I never really fancied being a politician, but I was always attracted to the notion of being an ex-politician. It is a great time – everyone speaks well of you and emphasises what you did well while overlooking what perhaps was not quite so good. Sir John Major is loving it, as an obvious example.
It is important not to be too kind, however, otherwise we risk missing lessons which should be learned. This is so in the case of Mike Nesbitt.
Mr Nesbitt is now earning plaudits for his journey on same-sex marriage and cooperation with Nationalists, and I have long commended politicians willing to change their mind. I would be generous enough to suggest, on balance, that supporting progressive social policy and cooperating with Nationalists is Mr Nesbitt’s true position.
The issue is I do not believe it was ever otherwise. This means that Mr Nesbitt failed to back same-sex marriage and endorsed sectarian Unionist pacts even when he was himself wary of them. In other words, he was willing to put electoral advantage ahead of his own core beliefs. Although all politics is compromise, I am afraid I am inclined to be less generous about that.
Mr Nesbitt also lacked an understanding of the vulnerability of Northern Ireland’s political process. Quickly, and again primarily for electoral gain, he moved into Opposition (without telling anyone else) last May. It is unlikely the Stormont Executive would have fallen had all the parties remained in it, however. That move had costly ramifications – for people in the voluntary sector now unsure about their jobs, for people on waiting lists, for parents awaiting new school builds, and so on. That the DUP and Sinn Fein will fall out is an inevitable reality – the role of other parties, if they really care about country before party, is to ensure such fall-outs are not terminal.
Even during the last election, Mr Nesbitt vastly overstretched by suggesting Arlene Foster should resign (rather than just stand aside). Then, during the campaign, there was simply had no need to specify his second preference would go to the SDLP (potentially costing his party five seats in the border area in one fell swoop while saving only one), nor arguably had he any need to resign immediately while the count was still ongoing.
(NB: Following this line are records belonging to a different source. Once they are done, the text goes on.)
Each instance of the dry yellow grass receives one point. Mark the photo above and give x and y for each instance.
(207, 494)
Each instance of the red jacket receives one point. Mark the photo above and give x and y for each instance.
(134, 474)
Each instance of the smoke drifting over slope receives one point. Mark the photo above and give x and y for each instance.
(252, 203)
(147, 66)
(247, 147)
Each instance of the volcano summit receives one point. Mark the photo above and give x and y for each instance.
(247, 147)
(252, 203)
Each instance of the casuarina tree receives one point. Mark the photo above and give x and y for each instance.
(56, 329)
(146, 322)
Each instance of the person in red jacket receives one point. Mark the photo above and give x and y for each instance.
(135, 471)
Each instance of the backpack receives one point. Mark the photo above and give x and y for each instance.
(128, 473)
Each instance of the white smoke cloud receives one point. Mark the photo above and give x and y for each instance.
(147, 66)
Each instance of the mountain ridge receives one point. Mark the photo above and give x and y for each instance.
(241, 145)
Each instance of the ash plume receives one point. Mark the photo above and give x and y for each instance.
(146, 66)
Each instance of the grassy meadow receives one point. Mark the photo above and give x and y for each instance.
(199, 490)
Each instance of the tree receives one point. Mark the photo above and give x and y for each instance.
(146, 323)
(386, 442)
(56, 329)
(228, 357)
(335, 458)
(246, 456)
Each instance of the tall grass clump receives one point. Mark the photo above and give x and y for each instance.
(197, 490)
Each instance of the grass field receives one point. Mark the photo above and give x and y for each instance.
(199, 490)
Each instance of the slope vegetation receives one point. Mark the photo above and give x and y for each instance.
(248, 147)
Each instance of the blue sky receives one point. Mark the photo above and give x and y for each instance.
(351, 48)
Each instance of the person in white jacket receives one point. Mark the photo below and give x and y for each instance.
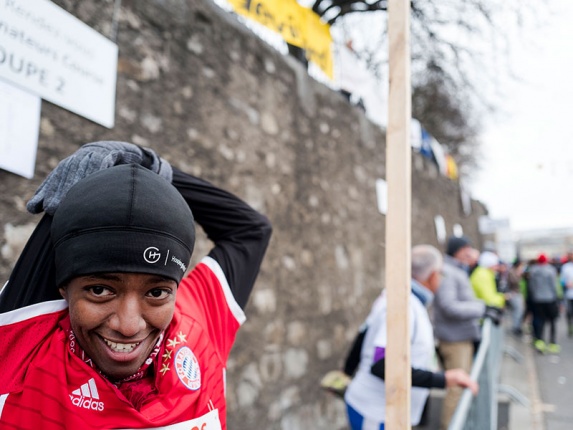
(365, 396)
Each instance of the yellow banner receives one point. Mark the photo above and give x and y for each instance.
(296, 24)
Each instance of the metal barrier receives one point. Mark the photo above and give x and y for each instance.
(480, 412)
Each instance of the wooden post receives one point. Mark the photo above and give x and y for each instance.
(398, 219)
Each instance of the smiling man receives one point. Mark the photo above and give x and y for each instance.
(138, 341)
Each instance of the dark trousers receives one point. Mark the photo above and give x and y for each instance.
(545, 313)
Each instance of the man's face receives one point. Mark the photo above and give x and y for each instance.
(118, 317)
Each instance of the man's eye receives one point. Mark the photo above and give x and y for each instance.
(98, 290)
(159, 293)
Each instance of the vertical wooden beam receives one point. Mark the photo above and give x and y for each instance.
(398, 219)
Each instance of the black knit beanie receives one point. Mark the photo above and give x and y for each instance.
(456, 243)
(122, 219)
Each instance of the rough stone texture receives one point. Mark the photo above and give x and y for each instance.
(216, 101)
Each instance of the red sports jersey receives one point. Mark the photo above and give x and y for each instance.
(43, 385)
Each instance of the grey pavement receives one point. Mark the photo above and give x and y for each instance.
(544, 382)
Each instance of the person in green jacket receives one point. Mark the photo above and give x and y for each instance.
(483, 280)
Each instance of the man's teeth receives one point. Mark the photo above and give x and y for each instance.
(121, 347)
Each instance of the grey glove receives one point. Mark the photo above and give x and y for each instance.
(87, 160)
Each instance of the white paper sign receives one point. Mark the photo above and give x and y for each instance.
(382, 196)
(440, 225)
(53, 54)
(19, 127)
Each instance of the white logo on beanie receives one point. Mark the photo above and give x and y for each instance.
(151, 255)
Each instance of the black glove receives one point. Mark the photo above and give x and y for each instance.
(493, 313)
(87, 160)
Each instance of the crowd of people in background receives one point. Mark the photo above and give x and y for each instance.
(460, 290)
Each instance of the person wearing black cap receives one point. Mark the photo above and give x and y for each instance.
(139, 341)
(456, 316)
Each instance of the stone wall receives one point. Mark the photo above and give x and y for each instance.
(216, 101)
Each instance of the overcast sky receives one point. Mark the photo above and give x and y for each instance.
(527, 173)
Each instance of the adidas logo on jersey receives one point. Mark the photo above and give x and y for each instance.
(87, 397)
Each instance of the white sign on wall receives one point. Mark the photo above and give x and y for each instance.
(51, 53)
(19, 126)
(382, 196)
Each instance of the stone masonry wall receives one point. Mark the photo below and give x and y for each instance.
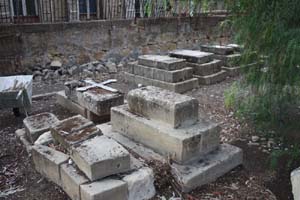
(117, 40)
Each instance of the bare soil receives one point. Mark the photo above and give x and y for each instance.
(253, 180)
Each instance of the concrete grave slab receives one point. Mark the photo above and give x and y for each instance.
(104, 190)
(38, 124)
(71, 180)
(209, 168)
(100, 157)
(47, 162)
(182, 145)
(154, 103)
(193, 56)
(218, 49)
(161, 62)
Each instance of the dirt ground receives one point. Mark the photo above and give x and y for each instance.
(253, 180)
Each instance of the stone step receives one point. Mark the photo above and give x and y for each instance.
(161, 62)
(180, 87)
(218, 49)
(212, 79)
(159, 74)
(100, 157)
(182, 145)
(172, 109)
(193, 56)
(206, 68)
(38, 124)
(207, 169)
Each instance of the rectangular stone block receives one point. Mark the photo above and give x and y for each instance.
(47, 162)
(73, 131)
(162, 75)
(38, 124)
(154, 103)
(193, 56)
(206, 68)
(180, 87)
(181, 145)
(209, 168)
(161, 62)
(218, 49)
(107, 189)
(99, 101)
(100, 157)
(71, 180)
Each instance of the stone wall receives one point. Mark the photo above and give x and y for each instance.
(117, 40)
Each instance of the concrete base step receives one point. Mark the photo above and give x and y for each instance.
(208, 169)
(212, 79)
(180, 87)
(182, 145)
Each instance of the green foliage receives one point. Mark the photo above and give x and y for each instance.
(270, 33)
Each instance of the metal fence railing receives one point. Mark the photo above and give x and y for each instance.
(45, 11)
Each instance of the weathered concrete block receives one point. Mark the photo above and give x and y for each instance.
(161, 62)
(209, 168)
(99, 101)
(62, 100)
(182, 145)
(168, 107)
(73, 131)
(295, 179)
(193, 56)
(107, 189)
(179, 87)
(218, 49)
(206, 68)
(71, 180)
(162, 75)
(100, 157)
(47, 162)
(38, 124)
(140, 184)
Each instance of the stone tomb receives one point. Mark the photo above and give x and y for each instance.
(93, 103)
(228, 54)
(91, 166)
(161, 71)
(190, 142)
(205, 67)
He led the Ulster Unionists into sectarian pacts and then into cross-community linkages; he led them to conservative social policy while trying to be liberal; and he left the stage with his party reduced to just 10 Stormont seats and in utter disarray having never solved the basic conundrum of why the party actually exists at all. We now look over the abyss into a potential second election which his party will enter effectively leaderless and which will only cause harm to the “country” as well as the “party”.
There is no harm in wishing Mr Nesbitt well in whatever he chooses to do next. But let us be under no illusions about the outcome of his stint at the helm of the Ulster Unionists.